La marine nationale a besoin de blanchir
 (sécuriser) la zone du goulet de Brest pour pouvoir y faire évoluer en toute sécurité ses sous-marins lanceurs de missiles nucléaires (SNLE) abrités dans la base de l’île Longue.
Pour ce type de mission, elle dispose d’une flotte de six chasseurs de mines tripartites (CMT). Mais le vieillissement des CMT oblige à en désarmer certains. C’est le cas, selon Mer et Marine, du chasseur de mines Andromède qui quittera bien le service actif cette année ; ce CMT est opérationnel depuis 1984.
D’où un projet pour le remplacement des CMT de la classe Eridan (six déployés à Brest et deux à Toulon) par des nouveaux bâtiments de guerre des mines (BDGM). Mais cette commande a déjà été reportée à plusieurs reprises pour des questions budgétaires. Résultat : les futurs bâtiments porte-drones appelés à succéder aux CMT n’entreront pas en service avant le début des années 2032.
Intérim externalisé
Il a donc été décidé l’acquisition d’une capacité intérimaire pour assurer les missions de sécurisation de la rade brestoise et des approches de l’île Longue. Selon le journaliste Jean-Dominique Merchet, Naval Group vient de remporter un appel d’offres très discret du ministère des Armées, afin de fournir des moyens de déminage dans le goulet de Brest
, par où transitent les SNLE de la Force océanique stratégique (FOST).
Ni la Direction générale de l’armement (DGA) ni l’équipementier Naval Group n’ont souhaité commenter cette annonce d’attribution de marché. Le cabinet de la ministre des Armées n’a pas, non plus, souhaité confirmer l’attribution d’un tel marché à Naval Group, possiblement associé à Thales qui fournirait les systèmes de contre-minage et de détection de menaces marines. Toutefois une telle capacité intérimaire est bien prévue dans la loi de finances 2026, elle s’appuiera sur des navires aux standards civils de type
supply ship. Ils seront opérationnels d’ici 2030
 », précise-t-on à l’hôtel de Brienne.
Ces supply (des navires ravitailleurs à grande capacité de stockage en pontée), dont la construction serait confiée à Naval Group, serviront de Offshore Support Vessels (OSV) et pourront embarquer les drones aériens, les drones de surface et les drones sous-marins que Thales propose pour de telles missions.

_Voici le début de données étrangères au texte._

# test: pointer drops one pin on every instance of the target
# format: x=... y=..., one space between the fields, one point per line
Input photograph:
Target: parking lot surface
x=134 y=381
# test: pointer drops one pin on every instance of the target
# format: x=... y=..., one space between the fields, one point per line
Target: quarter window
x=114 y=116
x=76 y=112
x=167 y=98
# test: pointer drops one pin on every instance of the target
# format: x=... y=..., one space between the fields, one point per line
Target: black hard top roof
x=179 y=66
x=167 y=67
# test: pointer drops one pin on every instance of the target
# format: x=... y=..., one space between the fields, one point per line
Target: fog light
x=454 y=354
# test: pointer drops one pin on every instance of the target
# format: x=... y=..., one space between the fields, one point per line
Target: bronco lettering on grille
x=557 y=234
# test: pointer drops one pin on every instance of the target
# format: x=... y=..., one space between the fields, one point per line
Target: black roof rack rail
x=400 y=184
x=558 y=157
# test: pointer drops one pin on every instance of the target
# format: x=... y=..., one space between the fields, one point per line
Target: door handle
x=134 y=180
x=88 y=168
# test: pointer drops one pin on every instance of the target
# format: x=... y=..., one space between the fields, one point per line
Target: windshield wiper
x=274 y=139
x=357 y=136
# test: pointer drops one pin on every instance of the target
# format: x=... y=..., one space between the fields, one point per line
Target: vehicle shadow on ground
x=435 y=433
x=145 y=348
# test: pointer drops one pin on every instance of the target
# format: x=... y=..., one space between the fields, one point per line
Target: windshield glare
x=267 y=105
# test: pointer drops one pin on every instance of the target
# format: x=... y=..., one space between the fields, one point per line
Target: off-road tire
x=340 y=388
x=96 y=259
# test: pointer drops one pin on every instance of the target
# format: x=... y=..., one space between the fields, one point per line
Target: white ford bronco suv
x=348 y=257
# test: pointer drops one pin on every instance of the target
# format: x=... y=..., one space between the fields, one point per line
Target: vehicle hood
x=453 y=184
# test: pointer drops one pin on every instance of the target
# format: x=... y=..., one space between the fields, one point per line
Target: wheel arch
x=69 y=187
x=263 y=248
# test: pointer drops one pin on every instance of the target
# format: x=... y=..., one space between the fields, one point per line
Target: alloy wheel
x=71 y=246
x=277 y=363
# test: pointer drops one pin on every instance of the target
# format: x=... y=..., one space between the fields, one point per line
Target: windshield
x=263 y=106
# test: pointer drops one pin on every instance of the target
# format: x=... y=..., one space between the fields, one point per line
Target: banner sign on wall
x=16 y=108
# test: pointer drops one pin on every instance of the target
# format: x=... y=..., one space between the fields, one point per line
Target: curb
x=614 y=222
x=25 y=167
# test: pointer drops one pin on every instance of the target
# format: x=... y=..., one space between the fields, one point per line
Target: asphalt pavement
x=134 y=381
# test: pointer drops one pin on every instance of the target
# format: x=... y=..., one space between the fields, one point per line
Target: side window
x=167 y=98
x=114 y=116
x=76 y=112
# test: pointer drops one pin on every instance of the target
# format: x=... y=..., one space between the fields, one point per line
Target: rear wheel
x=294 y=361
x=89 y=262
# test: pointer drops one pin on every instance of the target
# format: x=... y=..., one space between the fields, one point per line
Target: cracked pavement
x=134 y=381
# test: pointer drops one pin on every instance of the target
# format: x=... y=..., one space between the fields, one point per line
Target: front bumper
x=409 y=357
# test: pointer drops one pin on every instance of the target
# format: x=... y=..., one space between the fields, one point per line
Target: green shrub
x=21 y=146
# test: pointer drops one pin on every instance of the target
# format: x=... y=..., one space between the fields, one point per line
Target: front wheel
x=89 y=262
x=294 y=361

D’ailleurs, Thales a lancé, le jeudi 26 mars, un centre d’opérations portable imaginé depuis Brest (Finistère) nommé Expeditionary PathMaster . C’est un système développé à la suite des cinq ans d’expérience d’un programme de guerre des mines mené entre les marines française et britannique.
L’idée ? Permettre à chaque marine de se doter d’un instrument de lutte contre les mines selon ses ambitions et le renouvellement qu’elle souhaite apporter
, a expliqué à Ouest-France, Benoit Drier de la Forte, conseiller opérationnel dans la lutte contre les mines à Thales. En clair : améliorer le travail à bord des chasseurs de mines, mais également permettre aux marines qui n’en ont pas les moyens de se doter d’un drone chasseur de mine, plutôt que d’un navire entier. Sur certaines configurations, comme du déminage portuaire, la solution peut être déployée à terre, ou sur des bâtiments [bateaux] de circonstance, s’ils peuvent déployer des drones sous-marins. Une solution que l’entreprise française veut sur mesure.